The Capitalist Embrace

This article is from the archive of The New York Sun before the launch of its new website in 2022. The Sun has neither altered nor updated such articles but will seek to correct any errors, mis-categorizations or other problems introduced during transfer.

The New York Sun

No sooner had news broken of the New York Stock Exchange’s bid for the European stock exhange Euronext than our friends at the Manhattan Institute’s City Journal issued an article painting the situation as bad news for New York City. The piece, by one of City Journal’s finest writers, Nicole Gelinas, was published on the City Journal Web site, and reported, “In 2005, the NYSE and the Nasdaq won only 28 new international listings, a modest 16 percent increase from the year before; by contrast, the two major European exchanges, the London and the Luxembourg Stock Exchanges, won 50 listings between them, more than double their new listings in 2004. The NYSE is reaching across the Atlantic just to stay competitive.”

Ms. Gelinas went on, “The NYSE may be trying to buy Euronext in part to encourage smaller and mid-sized American companies to go public in Europe if it’s financially prohibitive for them to do so here. American companies could list their shares abroad to raise capital in euros, and still do business in the U.S. But then they’d need bankers, stock underwriters, and financial advisers in Europe, not in New York. “Ms. Gelinas attributes this to the baleful effect of Sarbanes Oxley, the legislation Congress passed and President Bush signed to tighten accounting standards after the Enron fiasco.

We are as opposed to Sarbanes Oxley as anyone, and by all means it’s important for America to stay competitive with Europe. But in this case, with this proposed deal, we see another possible way of looking at it. We have the feeling – it may be only a feeling – that the doomsayers would be reading an American defeat into this deal even if it were configured the other way around, with Euronext trying to buy the New York Stock Exchange. Our take on the attempted deal is that it is as an example of the dynamism of New York capitalism. No matter how wrongheaded are the regulatory attempts from Washington or Albany, American business manages, with amazing resilience, to find a way around them.

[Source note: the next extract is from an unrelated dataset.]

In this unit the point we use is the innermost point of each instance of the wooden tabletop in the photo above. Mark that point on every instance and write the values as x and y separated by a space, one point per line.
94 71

Hedge funds were in part a way to get around disclosure rules imposed on mutual funds. The explosion of private equity funds has been a way around the Sarbanes Oxley regulations. The flight to Europe is a way around Sarbanes Oxley. But it’s an error to see this entirely as a zero-sum game. Just as European banks like Britain’s HSBC, Switzerland’s UBS and CSFB, and France’s Credit Lyonnais have huge offices in New York, so New York banks have big presences in Europe.

In the case of New York-based Goldman Sachs, of the firm’s $24.8 billion in net revenues last year, $6.8 billion came from Europe and $3.4 billion came from Asia. Goldman has offices in Bangalore, Auckland, Bangkok, Beijing, Buenos Aires, Calgary, Dublin, Frankfurt, Geneva, Hong Kong, Johannesburg, London, Melbourne, Mexico City, Milan, Moscow, Paris, Sao Paulo, Seoul, Shanghai, Singapore, Stockholm, Sidney, Taipai, Tokyo, Toronto, and Zurich.

And after a European businessman takes his company public in Europe with the help of bankers from Goldman or some other “European” company, one of the first things the businessman may do with his newly liquid assets is buy a Manhattan condominium. Or to expand his firm’s operations to America. An entrepreneurial, capitalist, financially powerful Europe is in America’s, and New York’s interest. So is a financially strong Asia. It’s the failing state-dominated economies such as Sudan, Egypt, and Saddam Hussein’s Iraq that are the real threats to America. Economic and regulatory competition is healthy. A rising tide lifts all boats.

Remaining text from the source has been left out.